Allerdings sieht sich die Kritik am linken Spektakel angesichts der anhaltenden Friedhofsruhe ganz zu Recht ebenso dem Verdacht der Ersatzhandlung ausgesetzt wie das Spektakel selbst. Sie muss in Rechnung stellen, dass die gegenwärtige Konfusion nicht allein ideologischer Verbohrtheit geschuldet ist, sondern in erster Linie der Tatsache, dass zumindest in den hiesigen Gefilden weiterführende Kämpfe aus der Klasse heraus immer noch Fehlanzeige sind. Die Krise scheint in der Gesellschaft noch nicht in einem Maße angekommen zu sein, das die Lohnabhängigen zu größeren Reaktionen bewegen würde. Zu beobachten ist eher ein Zustand, der zwischen Schockstarre und abwartendem Weitermachen oszilliert. Grund dafür dürfte nicht so sehr die Realitätsresistenz stumpfer Proleten als vielmehr der rastlose Aktionismus der Bundesregierung sein, die bislang mit Erfolg versucht, den gewaltsamen Einbruch der Krise in das Leben der Menschen mit materiellen Vorleistungen herauszuzögern: Kürzlich wurde der Hartz IV-Kinderregelsatz erhöht und die Auszahlung des Kurzarbeitsgeldes auf 24 Monate verlängert - Maßnahmen, deren Charakter die Lautsprecher des Kapitals wie so häufig am angemessensten beschrieben: "Kurzarbeitsgeld ist Wahlium fürs Volk" titelte die Financial Times Deutschland. In der Tat dürfte die sozialpolitische Wundertüte nach den Bundestagswahlen mit großer Wahrscheinlichkeit erschöpft sein. Vertreter des Kapitals munkeln ohnehin bereits, dass staatliche Narkotika wie Kurzarbeit nach eineinhalb Jahren ohne anspringende Konjunktur ihren betriebswirtschaftlichen Sinn verlören und Entlassungen dann so oder so anstünden. Da ein Ende der Krise nicht abzusehen ist, wird auch der derzeit großes Vertrauen genießende Staat früher oder später seine Potenz einbüßen; die sozialen Härten dürften spürbar zunehmen.

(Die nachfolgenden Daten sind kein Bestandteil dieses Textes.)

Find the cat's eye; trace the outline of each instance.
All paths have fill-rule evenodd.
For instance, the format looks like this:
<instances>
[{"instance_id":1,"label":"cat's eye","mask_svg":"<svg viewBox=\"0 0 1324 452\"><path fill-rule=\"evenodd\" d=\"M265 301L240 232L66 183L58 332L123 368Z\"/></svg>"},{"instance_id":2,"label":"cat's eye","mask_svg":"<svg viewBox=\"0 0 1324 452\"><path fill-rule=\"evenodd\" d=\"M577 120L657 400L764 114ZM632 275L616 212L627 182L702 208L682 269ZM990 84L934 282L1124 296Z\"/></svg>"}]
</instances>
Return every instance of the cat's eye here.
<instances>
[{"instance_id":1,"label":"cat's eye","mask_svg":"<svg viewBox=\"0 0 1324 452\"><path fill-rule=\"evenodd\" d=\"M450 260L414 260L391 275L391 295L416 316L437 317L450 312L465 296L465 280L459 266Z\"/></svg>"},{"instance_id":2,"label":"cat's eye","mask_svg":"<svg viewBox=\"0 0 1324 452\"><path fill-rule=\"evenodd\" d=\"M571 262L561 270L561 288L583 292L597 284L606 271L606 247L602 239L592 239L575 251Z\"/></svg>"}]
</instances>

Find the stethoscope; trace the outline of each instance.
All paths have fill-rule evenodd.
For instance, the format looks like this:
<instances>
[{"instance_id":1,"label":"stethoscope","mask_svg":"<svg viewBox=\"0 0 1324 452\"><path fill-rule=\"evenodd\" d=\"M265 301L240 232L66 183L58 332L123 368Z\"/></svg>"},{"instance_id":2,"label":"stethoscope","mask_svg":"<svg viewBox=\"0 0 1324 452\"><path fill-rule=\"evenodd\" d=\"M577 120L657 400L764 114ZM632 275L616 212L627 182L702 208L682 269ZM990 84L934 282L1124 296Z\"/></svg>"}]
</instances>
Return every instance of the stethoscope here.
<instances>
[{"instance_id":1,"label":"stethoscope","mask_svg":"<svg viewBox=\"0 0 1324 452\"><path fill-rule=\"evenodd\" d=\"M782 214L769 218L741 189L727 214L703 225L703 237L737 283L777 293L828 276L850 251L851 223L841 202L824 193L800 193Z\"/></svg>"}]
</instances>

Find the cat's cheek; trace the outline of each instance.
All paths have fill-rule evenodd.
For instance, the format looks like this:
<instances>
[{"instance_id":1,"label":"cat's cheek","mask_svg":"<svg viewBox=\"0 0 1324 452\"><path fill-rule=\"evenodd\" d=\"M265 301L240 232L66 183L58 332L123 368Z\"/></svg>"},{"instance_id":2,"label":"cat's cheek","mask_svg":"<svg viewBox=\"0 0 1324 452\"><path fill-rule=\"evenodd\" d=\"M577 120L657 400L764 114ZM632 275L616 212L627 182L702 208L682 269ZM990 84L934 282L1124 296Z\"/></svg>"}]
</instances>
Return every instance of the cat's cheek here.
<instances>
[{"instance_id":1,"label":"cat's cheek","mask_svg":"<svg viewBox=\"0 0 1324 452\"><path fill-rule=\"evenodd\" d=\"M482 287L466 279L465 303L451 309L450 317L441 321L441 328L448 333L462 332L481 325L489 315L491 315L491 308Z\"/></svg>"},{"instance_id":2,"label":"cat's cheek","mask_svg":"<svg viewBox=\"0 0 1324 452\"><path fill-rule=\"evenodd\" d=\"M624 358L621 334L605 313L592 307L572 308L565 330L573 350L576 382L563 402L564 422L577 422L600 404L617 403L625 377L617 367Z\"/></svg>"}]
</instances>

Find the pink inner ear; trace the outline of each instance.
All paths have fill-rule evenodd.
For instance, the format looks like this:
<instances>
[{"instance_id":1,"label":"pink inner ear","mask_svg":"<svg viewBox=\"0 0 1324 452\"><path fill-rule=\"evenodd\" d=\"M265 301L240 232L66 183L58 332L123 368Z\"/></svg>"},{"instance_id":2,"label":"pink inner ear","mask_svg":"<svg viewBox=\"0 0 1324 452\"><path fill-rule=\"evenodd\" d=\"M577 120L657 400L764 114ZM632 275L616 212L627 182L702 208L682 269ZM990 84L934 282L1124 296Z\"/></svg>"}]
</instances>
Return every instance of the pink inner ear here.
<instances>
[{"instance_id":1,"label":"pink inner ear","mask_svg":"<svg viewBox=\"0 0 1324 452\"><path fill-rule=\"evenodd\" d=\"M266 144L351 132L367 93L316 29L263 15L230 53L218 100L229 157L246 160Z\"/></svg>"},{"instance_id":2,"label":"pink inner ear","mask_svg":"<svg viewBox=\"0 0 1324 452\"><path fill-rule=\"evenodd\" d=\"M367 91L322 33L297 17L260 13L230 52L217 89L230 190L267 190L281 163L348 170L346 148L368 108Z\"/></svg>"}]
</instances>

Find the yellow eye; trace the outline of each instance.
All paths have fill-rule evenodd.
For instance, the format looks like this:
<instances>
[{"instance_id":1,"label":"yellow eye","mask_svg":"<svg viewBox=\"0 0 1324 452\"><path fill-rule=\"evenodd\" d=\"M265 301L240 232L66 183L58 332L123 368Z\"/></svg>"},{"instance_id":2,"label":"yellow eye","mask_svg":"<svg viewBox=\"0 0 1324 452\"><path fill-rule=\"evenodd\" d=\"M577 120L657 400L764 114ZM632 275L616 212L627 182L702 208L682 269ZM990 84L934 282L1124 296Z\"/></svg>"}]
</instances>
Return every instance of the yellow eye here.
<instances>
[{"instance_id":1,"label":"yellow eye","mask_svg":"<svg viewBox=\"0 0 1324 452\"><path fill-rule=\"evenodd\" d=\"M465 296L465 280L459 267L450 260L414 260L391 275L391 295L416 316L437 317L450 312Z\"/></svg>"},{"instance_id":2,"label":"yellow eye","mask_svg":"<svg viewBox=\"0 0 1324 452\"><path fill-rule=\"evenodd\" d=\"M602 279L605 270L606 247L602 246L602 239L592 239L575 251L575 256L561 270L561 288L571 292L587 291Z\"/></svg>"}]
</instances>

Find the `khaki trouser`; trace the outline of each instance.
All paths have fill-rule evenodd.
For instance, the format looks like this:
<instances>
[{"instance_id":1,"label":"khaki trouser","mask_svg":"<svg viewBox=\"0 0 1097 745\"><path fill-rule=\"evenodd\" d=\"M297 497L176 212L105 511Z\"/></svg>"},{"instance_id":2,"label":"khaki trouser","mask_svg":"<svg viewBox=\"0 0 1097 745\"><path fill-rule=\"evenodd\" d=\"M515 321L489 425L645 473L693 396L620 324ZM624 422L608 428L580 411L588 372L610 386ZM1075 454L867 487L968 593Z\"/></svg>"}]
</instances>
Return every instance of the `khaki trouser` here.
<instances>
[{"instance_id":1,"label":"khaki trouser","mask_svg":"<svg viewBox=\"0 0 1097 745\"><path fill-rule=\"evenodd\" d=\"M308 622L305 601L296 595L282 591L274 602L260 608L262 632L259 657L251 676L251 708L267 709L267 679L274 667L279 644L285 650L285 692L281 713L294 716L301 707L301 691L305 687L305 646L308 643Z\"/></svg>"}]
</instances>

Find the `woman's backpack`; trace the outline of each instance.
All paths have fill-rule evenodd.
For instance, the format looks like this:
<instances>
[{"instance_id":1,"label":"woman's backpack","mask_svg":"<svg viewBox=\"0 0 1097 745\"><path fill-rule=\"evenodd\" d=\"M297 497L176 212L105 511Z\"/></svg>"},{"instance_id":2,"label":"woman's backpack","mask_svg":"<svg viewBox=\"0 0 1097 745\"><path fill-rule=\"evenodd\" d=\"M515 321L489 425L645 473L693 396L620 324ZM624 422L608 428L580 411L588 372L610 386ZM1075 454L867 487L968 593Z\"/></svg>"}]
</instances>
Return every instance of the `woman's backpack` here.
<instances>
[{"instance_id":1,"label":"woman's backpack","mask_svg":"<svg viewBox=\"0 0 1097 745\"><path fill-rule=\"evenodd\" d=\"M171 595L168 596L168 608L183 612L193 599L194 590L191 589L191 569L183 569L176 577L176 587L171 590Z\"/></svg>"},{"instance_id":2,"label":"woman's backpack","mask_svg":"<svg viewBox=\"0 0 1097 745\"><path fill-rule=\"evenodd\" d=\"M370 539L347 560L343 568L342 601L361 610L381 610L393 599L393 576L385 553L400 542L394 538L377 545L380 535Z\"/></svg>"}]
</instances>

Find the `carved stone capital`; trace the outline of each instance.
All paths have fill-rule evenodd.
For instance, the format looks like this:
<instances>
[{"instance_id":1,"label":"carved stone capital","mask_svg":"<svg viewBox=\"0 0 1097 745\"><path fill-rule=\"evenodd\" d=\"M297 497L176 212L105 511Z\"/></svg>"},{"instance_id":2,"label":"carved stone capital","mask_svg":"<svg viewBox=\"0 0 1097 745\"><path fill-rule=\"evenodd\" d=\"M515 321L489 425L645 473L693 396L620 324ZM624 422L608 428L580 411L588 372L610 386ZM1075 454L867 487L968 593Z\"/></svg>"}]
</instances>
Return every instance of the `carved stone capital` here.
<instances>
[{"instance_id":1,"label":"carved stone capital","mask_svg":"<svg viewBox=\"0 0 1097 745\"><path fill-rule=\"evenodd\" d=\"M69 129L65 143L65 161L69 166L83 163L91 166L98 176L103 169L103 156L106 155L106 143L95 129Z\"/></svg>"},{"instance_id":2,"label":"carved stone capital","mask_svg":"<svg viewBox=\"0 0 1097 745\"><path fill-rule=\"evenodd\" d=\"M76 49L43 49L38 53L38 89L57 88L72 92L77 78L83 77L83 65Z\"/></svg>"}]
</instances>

Die Frage Was tun? könnte sich daher in absehbarer Zeit mit neuer Dringlichkeit stellen. Was am Ende der Thesen zur Krise als Bildung eines "sozialrevolutionären Pols" umrissen ist, klingt vielleicht pompöser als beabsichtigt. Es wäre schon ein großer Fortschritt, wenn die derzeit noch verstreuten Zirkel und Grüppchen, Betriebsaktivistinnen und sonstige Individuen, die unter der guten alten Losung von der Selbstabschaffung des Proletariats sich aufgehoben fühlen, in eine kontinuierliche Diskussion treten und ihre ungeklärten Fragen offen legen würden, um dann gemeinsam in sozialen Auseinandersetzungen nach Antworten zu suchen. Die Erweiterung des Herausgeberkreises von Kosmoprolet ist nur ein erster Schritt in diese Richtung. Wir suchen die Debatte mit allen, die ebenfalls ein Interesse daran haben, irgendwann nicht mehr nur in die Rolle des kritischen Beobachters des unablässigen Stromes der "ganzen alten Scheiße" gebannt zu sein.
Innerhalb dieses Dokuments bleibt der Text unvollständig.